# Help needed to fit a Vento fridge fan please



## tandc (May 1, 2005)

hi,
I have just purchased a vento fridge fan i thiought the control box would be fitted in the living area of the van,but now it has arrived and i have had a look at it i am wondering if it is fitted behind the fridge close to the fan.as the wire is not very long,also you would need to disconnect the wire from the fan or control box which doesn,t seem right to me and the wires from the control box are coming out from the side and not the back.i would appreciate any help from anyone who has fitted one of these vento fans. many thanks in advance.tandc.


----------



## 91502 (May 1, 2005)

Hi 
When I fitted ours I mounted it on the side of the fridge housing alongside the step/outside light switch. I had to take the wiring off after making a careful note of which wire goes where. I then left the back off the switch box so the wire could go out of the back instead of the side. 
James


----------



## tandc (May 1, 2005)

*vento fan*

Hi jp,
thanks for your answer.i will go down that route myself , did you disconnect the wire from the control box? as on the fan it is held in with a hard mastick .it is a good bit of kit but would have thought they would have made it a bit easier for wiring up.i was thinking of cutting the wire in half and joining it,iwill see which is the easiest when i open the control box.thank you terry.


----------



## 91502 (May 1, 2005)

Terry
I thought about cutting the wire but decided it was too thin for me to do a good job. I found mine was not fixed too much in the mastic and disconnected it at the fan end.
James


----------



## teemyob (Nov 22, 2005)

*Fitting*

The best way to use these fans is to wire them via a fan initiation thermostat and switch.

Take a feed off the permanent 12v supply to fridge and wire via a fuse and a switch to a 65c self re-setting initiation thermostat. Attach the stat to the fins at the end of the circuit marked "1" on the diagram below.
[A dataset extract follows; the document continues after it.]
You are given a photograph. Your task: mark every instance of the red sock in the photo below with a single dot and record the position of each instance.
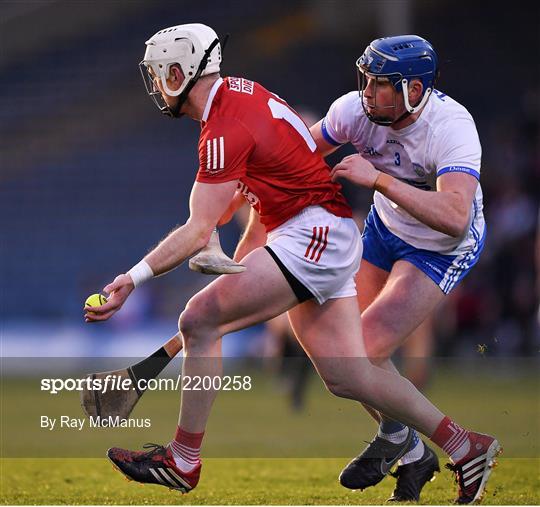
(186, 449)
(452, 439)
The alternative is a 45c air stat that will cut-in 45c!

™


----------



## AutoMax (Sep 23, 2008)

I just fitted one at the weekend. I like you thought that the wiring was too short, so I cut it off and used an old telephone extension cable which is the same gauge as the original, soldered it up and the control box is now up with the rest of the electrics 6 feet away from the fridge and it was easier to get a permanent live feed from the distribution panel.
Works a treat

Bob


----------